El absolutismo europeo

A principios del siglo XVIII, la mayor parte de las sociedades del mundo estaban regidas por monarcas que reivindicaron su derecho de gobernar basados en el principio hereditario y la aprobación divina. Algunas dinastías o casas reales dominaban extensos territorios como la Manchú en China o la Romanov en Roma.

Las monarquías europeas, con excepción de la inglesa, estaban representadas por reyes absolutos cuyo poder era incuestionable. Las monarquías europeas del siglo XVII crearon sus propios monopolios que controlaban el comercio y la fabricación de mercancías. También establecieron sistemas para el cobro de impuestos e impartición de justicia, con lo que estuvieron presentes en todos sus dominios a costa de reducir privilegios a la baja nobleza.

Para controlar sus territorios los reyes absolutos contaba con un numeroso ejército de hasta cien mil hombres. Estas milicias, a diferencia de las medievales, estaban formadas por soldados pagados por el rey, a quien debían lealtad. También contaban con las estrategias de guerra y el armamento más avanzado del momento, como bayonetas y rifles que disparaban tres veces por minuto. Para sostener a sus ejércitos, los reyes desembolsaban elevadas sumas de dinero entre 70 y 90 por ciento de sus ingresos. Si el soberano carecía de dinero pedía prestado a los banqueros, personas destacadas que formaban parte de la clase social denominada burguesía, y que controlaban la banca.

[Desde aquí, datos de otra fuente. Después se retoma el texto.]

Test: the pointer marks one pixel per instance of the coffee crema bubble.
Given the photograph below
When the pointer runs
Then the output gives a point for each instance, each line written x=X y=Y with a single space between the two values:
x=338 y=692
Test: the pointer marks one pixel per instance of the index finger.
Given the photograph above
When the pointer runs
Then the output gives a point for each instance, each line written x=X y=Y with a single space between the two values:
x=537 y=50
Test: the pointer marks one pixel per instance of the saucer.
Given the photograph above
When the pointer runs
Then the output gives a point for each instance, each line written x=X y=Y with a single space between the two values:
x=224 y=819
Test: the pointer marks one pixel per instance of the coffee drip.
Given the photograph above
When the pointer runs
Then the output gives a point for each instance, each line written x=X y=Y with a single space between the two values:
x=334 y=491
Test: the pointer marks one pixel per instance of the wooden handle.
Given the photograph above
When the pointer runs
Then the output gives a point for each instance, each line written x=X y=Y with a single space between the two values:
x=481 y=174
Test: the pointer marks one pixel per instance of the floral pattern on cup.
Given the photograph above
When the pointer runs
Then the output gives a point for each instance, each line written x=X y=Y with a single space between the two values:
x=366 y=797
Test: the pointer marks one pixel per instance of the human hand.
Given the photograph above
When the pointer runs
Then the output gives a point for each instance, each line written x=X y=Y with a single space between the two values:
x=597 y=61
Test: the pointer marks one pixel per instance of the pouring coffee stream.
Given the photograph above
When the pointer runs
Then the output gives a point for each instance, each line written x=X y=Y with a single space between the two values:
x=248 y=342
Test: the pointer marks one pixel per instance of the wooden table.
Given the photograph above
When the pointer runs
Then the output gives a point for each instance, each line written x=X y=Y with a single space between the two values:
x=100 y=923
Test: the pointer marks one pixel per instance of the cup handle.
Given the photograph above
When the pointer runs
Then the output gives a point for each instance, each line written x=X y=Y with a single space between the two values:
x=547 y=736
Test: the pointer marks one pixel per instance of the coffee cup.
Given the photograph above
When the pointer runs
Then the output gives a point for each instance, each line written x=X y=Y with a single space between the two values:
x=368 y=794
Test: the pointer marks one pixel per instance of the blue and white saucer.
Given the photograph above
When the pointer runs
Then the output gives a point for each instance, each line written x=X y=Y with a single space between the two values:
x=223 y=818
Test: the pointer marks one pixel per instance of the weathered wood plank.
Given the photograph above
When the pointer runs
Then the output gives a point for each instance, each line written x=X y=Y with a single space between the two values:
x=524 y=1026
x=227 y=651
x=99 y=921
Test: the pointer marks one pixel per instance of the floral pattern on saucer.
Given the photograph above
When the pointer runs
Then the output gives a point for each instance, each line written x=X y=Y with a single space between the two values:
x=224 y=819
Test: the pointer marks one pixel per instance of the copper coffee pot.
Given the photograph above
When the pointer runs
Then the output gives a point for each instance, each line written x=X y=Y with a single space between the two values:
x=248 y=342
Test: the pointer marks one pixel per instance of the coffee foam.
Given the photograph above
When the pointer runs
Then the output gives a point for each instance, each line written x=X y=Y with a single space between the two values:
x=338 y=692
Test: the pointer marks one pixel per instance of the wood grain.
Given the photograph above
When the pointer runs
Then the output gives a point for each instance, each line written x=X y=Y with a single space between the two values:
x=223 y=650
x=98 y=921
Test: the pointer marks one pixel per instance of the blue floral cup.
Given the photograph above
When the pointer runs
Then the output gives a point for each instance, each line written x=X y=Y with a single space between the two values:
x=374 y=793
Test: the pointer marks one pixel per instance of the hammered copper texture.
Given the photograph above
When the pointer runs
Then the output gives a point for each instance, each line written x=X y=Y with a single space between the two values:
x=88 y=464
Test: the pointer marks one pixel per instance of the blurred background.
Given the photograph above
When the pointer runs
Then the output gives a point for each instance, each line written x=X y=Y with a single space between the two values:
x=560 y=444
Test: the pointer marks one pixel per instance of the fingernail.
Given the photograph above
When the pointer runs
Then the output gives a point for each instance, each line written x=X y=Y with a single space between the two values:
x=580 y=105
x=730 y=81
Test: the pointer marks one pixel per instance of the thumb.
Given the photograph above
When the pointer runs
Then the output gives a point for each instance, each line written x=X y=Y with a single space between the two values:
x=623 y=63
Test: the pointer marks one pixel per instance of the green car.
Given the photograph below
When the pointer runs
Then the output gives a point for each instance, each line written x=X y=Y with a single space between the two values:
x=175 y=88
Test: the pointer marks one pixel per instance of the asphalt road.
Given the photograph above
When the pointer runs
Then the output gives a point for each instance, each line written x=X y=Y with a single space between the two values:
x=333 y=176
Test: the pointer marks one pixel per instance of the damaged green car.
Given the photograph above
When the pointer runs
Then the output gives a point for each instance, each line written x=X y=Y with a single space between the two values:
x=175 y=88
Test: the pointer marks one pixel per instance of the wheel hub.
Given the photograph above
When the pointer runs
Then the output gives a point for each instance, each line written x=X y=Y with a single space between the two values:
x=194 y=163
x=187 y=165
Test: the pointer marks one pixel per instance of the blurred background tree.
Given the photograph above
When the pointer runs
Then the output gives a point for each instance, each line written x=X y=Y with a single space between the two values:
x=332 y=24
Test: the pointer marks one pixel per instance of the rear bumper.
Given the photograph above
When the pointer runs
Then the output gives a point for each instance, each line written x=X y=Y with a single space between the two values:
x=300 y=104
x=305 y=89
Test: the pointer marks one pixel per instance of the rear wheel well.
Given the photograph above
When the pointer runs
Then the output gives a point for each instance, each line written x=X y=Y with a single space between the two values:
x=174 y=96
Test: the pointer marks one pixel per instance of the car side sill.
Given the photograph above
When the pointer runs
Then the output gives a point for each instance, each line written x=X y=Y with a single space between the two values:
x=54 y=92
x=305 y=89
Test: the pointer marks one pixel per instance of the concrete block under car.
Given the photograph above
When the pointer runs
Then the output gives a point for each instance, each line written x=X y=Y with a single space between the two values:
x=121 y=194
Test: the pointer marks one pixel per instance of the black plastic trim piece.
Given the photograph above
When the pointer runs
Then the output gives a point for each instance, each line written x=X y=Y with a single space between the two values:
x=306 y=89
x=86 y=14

Hacia el siglo XVIII, las monarquías europeas se habían consolidado en España, Francia, Rusia y Prusia. Sin embargo comenzaron a sufrir grandes dificultades económicas a causa de las malas cosechas, las elevadas deudas contraídas con los banqueros y la presión de comerciantes y terratenientes que, a diferencia de la nobleza y la Iglesia, debían pagar altos impuestos.